French culture, Harriet Welty Rochefort explained, values different priorities, like nobility, elegance, and tough love. She gave voice to accurate descriptions of France and rebuked stereotypes wrongfully attributed. French men and women prioritize looking attractive and feeling good over being healthy. Cigarettes appear fashionable, lung damage begone. Intricate details matter there, such as storefront macaroon window displays. Fruit vendors meticulously arrange berries, grapes and oranges. These details reveal a national character that is less concrete in America. We value constitutional principles. Does that count?

While pessimistic towards public life, French families are privately very satisfied. Universal healthcare and free universities – a bouquet of social services making life easier. Evelyn Odonkor illuminated how this is possible: endless taxes. Owning a television set comes with a periodic multimedia surcharge. People work in order to enjoy their free time. Extracurricular activities, like museum passes, gym memberships, and employer-mandated vacations, are factored into monthly budgets. Stringent labor laws protect nearly everyone from being replaced, even incredibly incompetent workers. As a result, employee accountability becomes challenging, Odonkor said, yet nobody complains. Because a miniature studio in central Paris with a view, six-hundred square feet small, is worth these minor frustrations.


Veteran photojournalist Thomas Haley said something during his lecture which I never internalized before. As a photography enthusiast, I am comfortable behind technology. Cameras enable curious wanderers like myself to document subjects from a distance. Yet often this physical barrier between me and whatever I am shooting acts as a disservice. In paying intimate attention to intricate details and big picture landscapes, so often we become entrapped by screens. Journalistic goals at times conflict with passion. Lining up objects perfectly, attempting to capture symmetry in nature – focusing on such minutia often misleads artists. I always try to keep attentive to my surroundings, the voices of a constantly unraveling world story.
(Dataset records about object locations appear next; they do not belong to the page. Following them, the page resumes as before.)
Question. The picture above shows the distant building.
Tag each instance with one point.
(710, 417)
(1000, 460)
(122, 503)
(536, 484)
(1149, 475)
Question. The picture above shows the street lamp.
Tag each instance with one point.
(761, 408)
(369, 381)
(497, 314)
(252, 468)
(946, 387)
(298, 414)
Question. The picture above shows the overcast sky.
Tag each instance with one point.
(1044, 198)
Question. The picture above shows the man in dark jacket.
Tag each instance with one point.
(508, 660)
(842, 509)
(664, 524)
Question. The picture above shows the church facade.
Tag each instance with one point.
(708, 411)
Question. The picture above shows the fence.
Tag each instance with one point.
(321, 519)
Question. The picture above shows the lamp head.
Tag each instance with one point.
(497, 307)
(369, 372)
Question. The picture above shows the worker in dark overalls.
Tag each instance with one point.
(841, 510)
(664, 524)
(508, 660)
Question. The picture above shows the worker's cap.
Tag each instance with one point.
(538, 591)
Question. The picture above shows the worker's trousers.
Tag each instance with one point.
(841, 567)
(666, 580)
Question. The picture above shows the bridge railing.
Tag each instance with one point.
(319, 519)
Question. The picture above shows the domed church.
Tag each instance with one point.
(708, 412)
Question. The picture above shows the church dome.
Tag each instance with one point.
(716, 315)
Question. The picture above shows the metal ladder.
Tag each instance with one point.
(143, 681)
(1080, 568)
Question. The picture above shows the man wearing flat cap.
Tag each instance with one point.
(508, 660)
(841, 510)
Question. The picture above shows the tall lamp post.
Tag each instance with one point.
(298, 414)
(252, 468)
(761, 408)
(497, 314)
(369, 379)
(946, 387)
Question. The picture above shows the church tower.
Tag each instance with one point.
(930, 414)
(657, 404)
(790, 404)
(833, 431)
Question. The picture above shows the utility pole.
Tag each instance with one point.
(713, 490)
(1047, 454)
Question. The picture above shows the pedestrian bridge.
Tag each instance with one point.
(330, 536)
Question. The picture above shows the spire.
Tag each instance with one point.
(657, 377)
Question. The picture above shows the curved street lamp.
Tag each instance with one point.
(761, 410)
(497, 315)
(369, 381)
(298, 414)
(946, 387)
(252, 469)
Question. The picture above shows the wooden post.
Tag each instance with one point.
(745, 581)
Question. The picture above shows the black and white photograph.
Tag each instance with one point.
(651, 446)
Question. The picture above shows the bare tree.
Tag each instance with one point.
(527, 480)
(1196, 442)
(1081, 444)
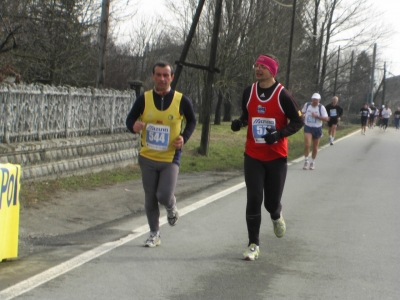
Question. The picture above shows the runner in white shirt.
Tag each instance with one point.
(386, 113)
(314, 114)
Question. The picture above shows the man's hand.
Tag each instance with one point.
(236, 125)
(138, 126)
(178, 142)
(272, 136)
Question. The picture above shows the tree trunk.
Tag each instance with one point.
(217, 117)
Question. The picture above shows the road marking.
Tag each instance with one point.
(41, 278)
(301, 158)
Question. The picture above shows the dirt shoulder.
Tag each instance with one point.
(72, 212)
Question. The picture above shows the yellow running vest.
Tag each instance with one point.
(161, 129)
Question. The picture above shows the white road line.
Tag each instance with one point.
(301, 158)
(41, 278)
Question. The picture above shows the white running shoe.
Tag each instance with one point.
(153, 240)
(279, 227)
(252, 252)
(173, 216)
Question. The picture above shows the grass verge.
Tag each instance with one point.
(225, 153)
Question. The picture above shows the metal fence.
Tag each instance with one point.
(40, 112)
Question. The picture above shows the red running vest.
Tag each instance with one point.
(265, 114)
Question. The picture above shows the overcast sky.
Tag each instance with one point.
(391, 15)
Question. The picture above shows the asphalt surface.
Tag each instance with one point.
(342, 240)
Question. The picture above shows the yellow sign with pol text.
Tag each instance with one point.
(9, 210)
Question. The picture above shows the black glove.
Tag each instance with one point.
(236, 125)
(272, 136)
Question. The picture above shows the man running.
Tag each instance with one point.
(397, 118)
(372, 116)
(364, 113)
(386, 113)
(314, 114)
(335, 113)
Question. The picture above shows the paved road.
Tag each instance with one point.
(342, 240)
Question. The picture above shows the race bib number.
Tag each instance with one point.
(157, 137)
(259, 127)
(311, 119)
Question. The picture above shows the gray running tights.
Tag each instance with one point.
(159, 182)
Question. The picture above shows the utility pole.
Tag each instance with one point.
(290, 46)
(336, 73)
(103, 32)
(207, 103)
(371, 89)
(188, 41)
(384, 84)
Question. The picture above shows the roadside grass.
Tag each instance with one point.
(225, 153)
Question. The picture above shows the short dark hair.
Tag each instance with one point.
(163, 64)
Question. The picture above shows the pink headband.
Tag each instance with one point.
(269, 63)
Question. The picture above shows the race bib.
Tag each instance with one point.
(259, 128)
(157, 137)
(311, 119)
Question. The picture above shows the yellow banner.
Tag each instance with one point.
(9, 210)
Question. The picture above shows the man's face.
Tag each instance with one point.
(162, 78)
(262, 73)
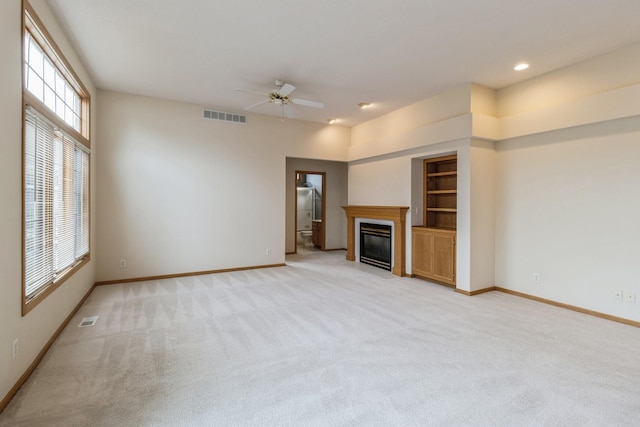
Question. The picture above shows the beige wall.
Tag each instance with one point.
(36, 328)
(553, 195)
(336, 197)
(180, 194)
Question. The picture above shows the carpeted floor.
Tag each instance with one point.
(326, 342)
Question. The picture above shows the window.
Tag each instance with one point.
(55, 168)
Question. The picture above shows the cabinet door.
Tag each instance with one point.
(434, 253)
(422, 253)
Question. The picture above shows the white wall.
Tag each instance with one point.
(180, 194)
(335, 192)
(567, 179)
(38, 326)
(568, 210)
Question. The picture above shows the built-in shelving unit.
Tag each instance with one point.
(441, 191)
(433, 244)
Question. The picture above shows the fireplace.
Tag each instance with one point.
(395, 214)
(375, 245)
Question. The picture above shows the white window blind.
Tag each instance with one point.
(56, 202)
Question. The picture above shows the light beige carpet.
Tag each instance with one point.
(326, 342)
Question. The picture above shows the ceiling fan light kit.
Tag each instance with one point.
(280, 97)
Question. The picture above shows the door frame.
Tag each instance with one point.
(323, 208)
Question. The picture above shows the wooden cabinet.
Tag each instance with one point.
(434, 254)
(316, 233)
(434, 243)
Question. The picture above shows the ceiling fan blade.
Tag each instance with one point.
(286, 89)
(250, 91)
(306, 103)
(288, 112)
(256, 104)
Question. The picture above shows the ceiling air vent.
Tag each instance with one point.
(225, 117)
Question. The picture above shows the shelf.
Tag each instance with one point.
(450, 173)
(442, 192)
(453, 210)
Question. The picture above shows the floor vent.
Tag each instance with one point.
(225, 117)
(88, 321)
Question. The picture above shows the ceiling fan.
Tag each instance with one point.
(281, 97)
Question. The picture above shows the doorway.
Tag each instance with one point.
(310, 210)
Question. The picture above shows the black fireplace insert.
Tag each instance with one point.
(375, 245)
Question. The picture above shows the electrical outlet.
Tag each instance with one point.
(630, 297)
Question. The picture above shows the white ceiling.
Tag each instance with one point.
(339, 52)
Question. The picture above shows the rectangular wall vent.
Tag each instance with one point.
(226, 117)
(88, 321)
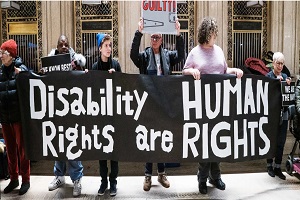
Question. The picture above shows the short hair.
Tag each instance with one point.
(105, 38)
(278, 56)
(206, 28)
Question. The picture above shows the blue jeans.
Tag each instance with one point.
(148, 168)
(281, 138)
(75, 169)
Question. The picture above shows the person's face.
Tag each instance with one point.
(63, 46)
(278, 66)
(156, 41)
(212, 40)
(5, 57)
(105, 48)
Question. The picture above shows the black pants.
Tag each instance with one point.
(114, 170)
(281, 138)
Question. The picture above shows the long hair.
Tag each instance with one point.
(207, 27)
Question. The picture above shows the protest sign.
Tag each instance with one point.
(142, 118)
(159, 16)
(60, 62)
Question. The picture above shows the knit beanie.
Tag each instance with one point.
(100, 37)
(11, 47)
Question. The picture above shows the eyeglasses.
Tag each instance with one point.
(155, 37)
(4, 52)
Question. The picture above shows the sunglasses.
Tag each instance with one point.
(155, 37)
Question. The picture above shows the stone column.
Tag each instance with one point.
(57, 19)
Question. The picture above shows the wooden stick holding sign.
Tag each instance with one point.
(159, 16)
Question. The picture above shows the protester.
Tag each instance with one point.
(75, 167)
(278, 63)
(107, 63)
(208, 58)
(10, 116)
(155, 60)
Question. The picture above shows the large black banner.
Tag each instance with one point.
(128, 117)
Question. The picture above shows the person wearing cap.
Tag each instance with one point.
(276, 72)
(75, 167)
(107, 63)
(155, 60)
(78, 61)
(208, 58)
(10, 117)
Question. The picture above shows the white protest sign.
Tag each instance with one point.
(159, 16)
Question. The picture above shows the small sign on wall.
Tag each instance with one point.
(288, 93)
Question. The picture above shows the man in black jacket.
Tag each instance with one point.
(155, 60)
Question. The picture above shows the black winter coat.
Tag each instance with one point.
(9, 100)
(112, 64)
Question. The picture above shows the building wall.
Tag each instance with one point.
(285, 31)
(283, 27)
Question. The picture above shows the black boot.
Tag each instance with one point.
(11, 186)
(271, 171)
(218, 183)
(202, 187)
(278, 172)
(24, 188)
(103, 187)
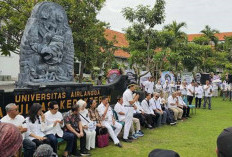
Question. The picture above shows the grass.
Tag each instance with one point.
(195, 137)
We decided to postpone dinner. Sunset twenty minutes away, we paid to gain entry to climb Sacré-Cœur basilica, three-hundred steps up a spiral staircase. We expected an impeccable payoff. Thousands of feet above Paris, standing atop a historic Byzantine church in Montmartre, I began snapping away. The sun set as purple and pink hues enveloped the horizon. I switched my camera to mode, when suddenly, a scruffy-bearded gentleman approached me. Excuse me, would you record? I cordially agreed. Nothing like videotaping a beautiful sunset. He returned beside his girlfriend, looked out upon this magnificent city, started rubbing her back. She listened and smiled as he spoke to her. He knelt down. She cried. I cried — I texted my mom after filming this most romantic wedding proposal. What a special moment!, I wrote. She replied five minutes later, And you’re the kid in Paris that they’ll remember forever.